The 11th annual Malibu Garden Tour benefiting the Malibu Garden Club takes place May 3, and will feature five local home gardens.
Each year, several Malibu residents allow the garden club to include their private gardens on the tour, and the club gives unique names to each individual garden, as well as describes the design and evolution of the space.
Featured this year is the Nirvana garden, of which the main entrance is a gate designed around antique temple doors from Thailand. In addition to several terraced flowerbeds, vegetable plants, herbs and fruit trees, there is a koi pond and views of the ocean from several vantage points.
Stories are told behind some of the gardens, such as Grandma’s Cottage, which, Rita Simpson of Terra Sancta Landscape Design, said she designed as a place where her client’s son could “play ball, Grandma could have a garden and Grandpa could barbecue.”
The McCormick Garden, designed by Rodgers Weld of Fernwood Plants, Topanga, features many cacti and succulents, some of which are rare, and the Dragonflies & Sycamores garden contains, as its name suggests, sycamore trees and a grassy pond where dragonflies fly about.

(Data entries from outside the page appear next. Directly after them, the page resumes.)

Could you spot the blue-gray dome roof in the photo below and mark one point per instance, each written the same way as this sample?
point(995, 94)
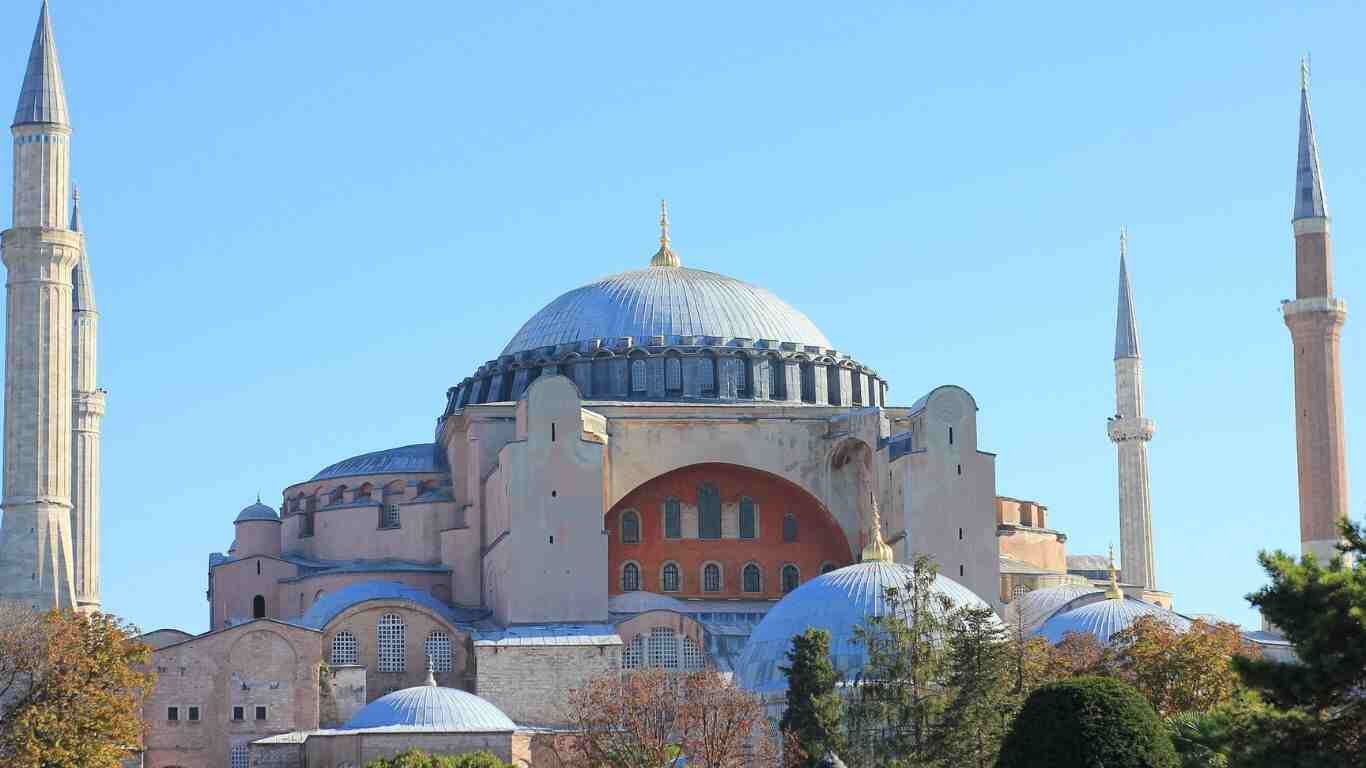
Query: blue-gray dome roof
point(257, 511)
point(1104, 618)
point(424, 457)
point(838, 603)
point(671, 302)
point(430, 709)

The history of the Rindge family is found at The Red Barn Garden, designed and maintained by Laura Knauss and Garden Visions, Inc., where succulents were originally planted for soil and slope retention, along with water conservation.
The full descriptions and history of the five gardens on tour can be found in the brochure given to attendees.
The $25 tickets for the tour are tax deductible. More information and tickets can be obtained by calling 310.457.8494 or 818.865.6059. The Malibu Garden Club is a nonprofit organization founded in 1957. Its mission is to help in the beautification of Malibu. Each year the club gives scholarships to students of horticulture, landscape architecture or related fields.